Weighing a total of eight tons, the dome has been hoisted 37 metres above the ground to top off the Russian Orthodox Holy Trinity Cathedral.
(A crane lifts up the dome to place it on top of the cathedral Sainte-Trinité at Quai Branly, in central Paris)
And it is just the first of a total of five cupolas, as they are also referred to, that will adorn the cultural and spritual centre when it opens at Quai Branly, on the banks of the river Seine, in October.
In all, the domes will be covered in 90,000 sheets of gold leaf.
The project was launched in 2007 when Alexy II, the late patriarch of Moscow, visited France and said the Russian Orthodox Church wanted a bigger edifice in the French capital.
(Monseignieur Marc (L) et monseigneur Michel pose in front of the large cupola.

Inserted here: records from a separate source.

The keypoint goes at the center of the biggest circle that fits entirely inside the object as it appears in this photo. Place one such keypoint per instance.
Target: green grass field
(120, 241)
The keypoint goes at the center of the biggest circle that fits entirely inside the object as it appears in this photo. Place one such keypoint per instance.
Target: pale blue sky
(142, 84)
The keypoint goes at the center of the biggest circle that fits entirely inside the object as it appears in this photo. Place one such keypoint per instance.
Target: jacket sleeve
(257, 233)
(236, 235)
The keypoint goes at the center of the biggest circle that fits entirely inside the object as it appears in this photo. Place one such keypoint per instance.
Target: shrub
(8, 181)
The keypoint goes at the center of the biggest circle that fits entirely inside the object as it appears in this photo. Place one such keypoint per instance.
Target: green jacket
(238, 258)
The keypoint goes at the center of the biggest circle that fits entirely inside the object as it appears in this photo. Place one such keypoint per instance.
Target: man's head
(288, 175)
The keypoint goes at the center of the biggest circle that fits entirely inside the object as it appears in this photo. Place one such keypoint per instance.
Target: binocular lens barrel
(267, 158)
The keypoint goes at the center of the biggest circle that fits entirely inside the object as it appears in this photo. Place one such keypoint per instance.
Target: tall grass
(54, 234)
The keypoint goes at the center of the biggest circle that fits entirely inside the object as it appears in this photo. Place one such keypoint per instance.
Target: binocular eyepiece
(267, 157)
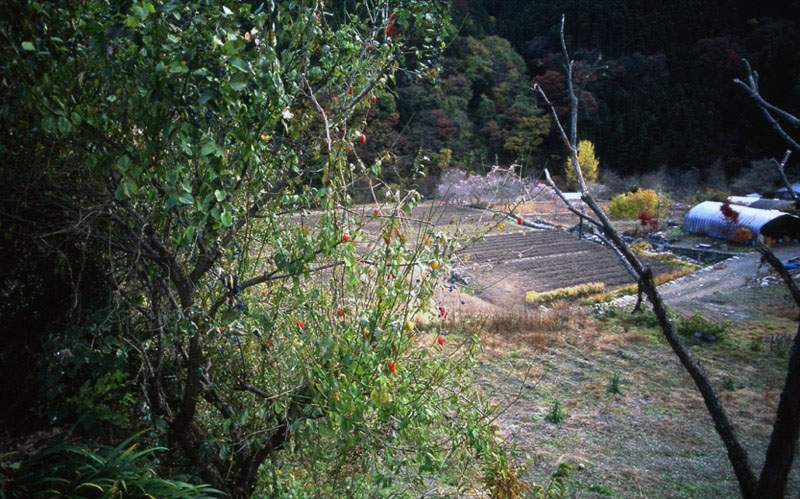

AFP)
But initial architectural plans were in 2010 rejected by the city's former mayor, Bertrand Delanoë, who described them as "mediocre architecture conceived in haste".
A revised plan drawn up by French architect Jean-Michel Wilmotte was finally given the go-ahead in 2013.
Paris is already home to several Russian Orthodox churches but only one, the Cathedral of Three Saints Doctors, is under the control of the Moscow Patriarchate.
Aside from serving as a cathedral, the centre will also house a bilingual school and cultural services of the Russian embassy.